Imagine the unimaginable.
Mark the page.
Escape into the words, the most important right.
See the world from a new light.
           The truth is in the mind of a child.
           Honest and complete.
           Egotistical adults cannot be so sweet.
And this is Max’s story.
Nazis and danger on every corner, yet the true enemy is neither.
Secret deception and persuasion embedded in the words.
Waterlogged with ignorance.
Escaped from violence to discover corruption.
Reality proves this to be the true disruption.
         Young minds question the unquestionable.
         Observing the little things.
         Understanding what adults never bring.
Courageous in the sense that they love unconditionally.
And this is Liesel’s story.
Naive, yet beautiful.
Necessary cold snowmen to bring warmth.
Obvious to her but not to all.
The words give her wisdom where the rest only stall.
        For truth and words can be one in the same.
        Interesting and doing no harm.
        Naturally Liesel sees this beauty, sees the magic embedded in        the words.
        Deeper and deeper until they become blurred.
Waking up can be eye opening.
And this is everyone’s story.
Stuck in the darkness, trapped without glory.
         Truth and words are not always connected.
         Horrible corruption can tear the two apart.
         Even blacken the once most courageous heart.
Obviously, undoubtedly, there is potential to see truth.
Narrowminds and ignorance can blind one, however.
Even the strongest adults cannot be so clever.
         Reality damages the mind, killing imagination.
         Igniting a dangerous fire.
         Grabbing hold of the truth, and turning it to dust.
         Heat dies with water, quick.
         The water of rhetoric.
Then Liesel loved the words.
Held them in her hand, felt the texture on her palm.
Extending them to fill her mind, washing over her.
Rebellion went hand in hand with such.
Expanding the words that no one could touch.
         The reading and relationships were interconnected,  intertwined.
         Heavy and pure and strong.
         Explaining clearly all that was wrong.
Water kills fire with the truth.
Heat turns cold.
Opening the eyes of observers.
Liesel couldn’t tell if the water or the fire was worse.
Eventually discovering that words were a curse.
        Then Liesel hated the words.
        In tune with their blackened color, their worn-out light.
        Mesmerized by their simple deceit... because
        Even death has a heartbeat.


The author's comments:

If you read the capital letter of each line from the top down like an acrostic poem, it spells out a message that the poem stresses about The Book Thief.
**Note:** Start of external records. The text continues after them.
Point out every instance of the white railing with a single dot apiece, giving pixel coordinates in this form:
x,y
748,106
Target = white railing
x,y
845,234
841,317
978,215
Each indentation marks the beginning of the next word of the overall message, and the last two words of every one of these sections of the poem, or couplets, rhyme. There are consistent themes such as “people’s stories” and “fire” and “water” and “color” and “words” that come up during the poem that can be interpreted by the reader. However, the message that the poem spells out through the capital letters that begin each line shows the main theme of the poem that all the recurring symbols stand to represent. The last line of the poem is also another reference to the novel by Markus Zusak.

 

 

 

 

 

 

Works Cited
Zusak, Markus. The Book Thief. New York: Alfred A. Knopf, 2006. Print.